Get your kicks at the start of Route 66

James Lileks of the Minneapolis Star Tribune is a scanner without peer. His personal website is the Way to Start a Day, as far as I am concerned. Today he mentioned an addition to his section on the 1933 Chicago World's Fair, "A Century of Progress." He had access to a scrapbook kept by Edith Mary Sanderson of Bigelow, Minnesota, and has begun to post its contents. Mrs. Sanderson annotated her family's picnic lunches and tours and includes receipts when available. You Are There!


My dad actually was. I have his collection of pamphlets, etc., from that adventure. And there are a few snapshots his Aunt Ethel took of him. That's him behind those Foster Grants, sporting a souvenir cane.

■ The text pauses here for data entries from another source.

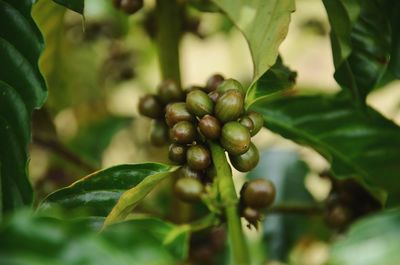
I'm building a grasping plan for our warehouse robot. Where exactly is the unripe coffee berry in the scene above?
[178,164,204,180]
[158,80,184,104]
[205,74,224,92]
[199,115,221,140]
[186,90,214,118]
[208,90,220,103]
[165,102,194,127]
[220,121,250,155]
[215,90,244,123]
[186,145,211,170]
[239,116,254,135]
[170,121,197,144]
[168,143,187,165]
[174,178,203,203]
[242,207,261,226]
[150,120,169,146]
[247,111,264,136]
[138,94,163,119]
[229,143,260,172]
[217,78,246,96]
[240,179,275,209]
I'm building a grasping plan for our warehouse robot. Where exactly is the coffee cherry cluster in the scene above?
[239,179,276,228]
[324,176,381,231]
[139,74,263,202]
[113,0,143,15]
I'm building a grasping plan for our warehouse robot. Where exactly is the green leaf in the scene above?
[53,0,85,14]
[213,0,295,82]
[328,208,400,265]
[38,163,174,216]
[0,210,189,265]
[248,149,326,261]
[68,116,132,167]
[103,167,177,227]
[323,0,391,106]
[0,0,47,219]
[246,57,297,106]
[253,96,400,198]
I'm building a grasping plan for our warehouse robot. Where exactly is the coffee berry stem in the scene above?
[209,141,250,265]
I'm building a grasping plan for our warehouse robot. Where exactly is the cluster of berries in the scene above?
[139,74,263,202]
[113,0,143,15]
[239,179,276,228]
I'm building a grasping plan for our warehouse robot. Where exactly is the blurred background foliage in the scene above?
[21,0,400,265]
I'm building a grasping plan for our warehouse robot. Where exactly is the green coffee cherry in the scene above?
[139,94,163,119]
[168,143,187,165]
[208,90,220,103]
[119,0,143,15]
[186,145,211,170]
[165,102,194,127]
[217,78,246,96]
[174,178,203,203]
[150,120,169,146]
[239,116,254,135]
[205,74,224,92]
[186,90,214,118]
[215,90,244,123]
[220,121,250,155]
[229,143,260,172]
[199,115,221,140]
[240,179,276,209]
[158,80,184,105]
[178,164,204,180]
[242,207,261,227]
[247,111,264,136]
[170,121,197,144]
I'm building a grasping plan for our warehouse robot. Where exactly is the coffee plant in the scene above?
[0,0,400,265]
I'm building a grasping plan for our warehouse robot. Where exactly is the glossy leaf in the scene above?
[248,149,326,261]
[104,167,177,227]
[38,163,174,216]
[328,208,400,265]
[0,0,47,219]
[213,0,295,81]
[53,0,85,14]
[68,116,132,167]
[323,0,391,105]
[0,211,188,265]
[253,96,400,200]
[246,57,297,106]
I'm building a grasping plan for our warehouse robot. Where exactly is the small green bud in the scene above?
[138,94,163,119]
[150,120,169,146]
[186,145,211,170]
[168,143,187,165]
[158,80,184,105]
[170,121,197,144]
[205,74,224,92]
[215,90,244,123]
[174,178,204,203]
[217,78,246,96]
[229,143,260,172]
[199,115,221,140]
[247,111,264,136]
[165,102,194,127]
[221,121,250,155]
[186,90,214,118]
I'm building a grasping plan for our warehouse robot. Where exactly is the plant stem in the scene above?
[266,204,323,215]
[156,0,183,86]
[210,142,250,265]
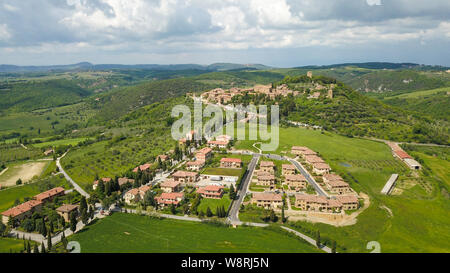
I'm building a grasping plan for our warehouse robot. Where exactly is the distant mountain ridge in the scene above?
[0,62,272,73]
[295,62,449,70]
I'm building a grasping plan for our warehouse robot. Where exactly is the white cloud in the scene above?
[0,0,450,65]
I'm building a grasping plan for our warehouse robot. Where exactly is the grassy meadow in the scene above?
[237,125,450,252]
[68,213,319,253]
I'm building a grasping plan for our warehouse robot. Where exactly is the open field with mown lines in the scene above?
[237,128,450,252]
[68,213,319,253]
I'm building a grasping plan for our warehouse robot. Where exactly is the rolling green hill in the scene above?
[376,87,450,121]
[0,80,91,112]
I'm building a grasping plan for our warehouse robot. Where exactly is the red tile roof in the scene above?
[394,150,412,159]
[161,179,181,188]
[133,163,152,173]
[253,192,283,202]
[34,187,65,201]
[2,200,42,217]
[172,171,197,177]
[220,157,242,163]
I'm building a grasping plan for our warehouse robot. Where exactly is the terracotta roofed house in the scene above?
[336,195,359,210]
[208,140,230,149]
[285,174,308,189]
[124,185,151,204]
[252,192,283,209]
[133,163,152,173]
[259,161,275,174]
[305,155,325,164]
[2,200,43,225]
[56,204,79,222]
[160,179,181,193]
[172,171,199,183]
[155,192,184,207]
[197,185,223,199]
[186,160,205,171]
[220,157,242,168]
[195,147,212,161]
[281,164,295,176]
[312,163,331,175]
[256,172,275,187]
[33,187,65,202]
[92,177,112,190]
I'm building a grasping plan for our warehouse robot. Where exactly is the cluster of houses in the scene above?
[120,134,242,207]
[202,84,299,104]
[387,142,422,170]
[251,189,359,212]
[291,146,331,175]
[251,146,359,213]
[291,146,353,195]
[2,187,78,225]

UPDATE: I read Lileks first thing and the next day I check for comments from the preceding post. Edith Mary Sanderson was the daughter. Her name is the one inked in on the scrapbook cover. But I am sure the annotator was her mother, since Edith Mary was only 10 at the time and the narrative style is that of a mother -- the keeper of the purse (and receipts) and the packer of the picnic lunches. You have to read down a ways in the Comments to get to the sort of "research" I enjoy, the post where someone shares that Edith was born in 1923, has never married, and was a nutritionist/dietitian.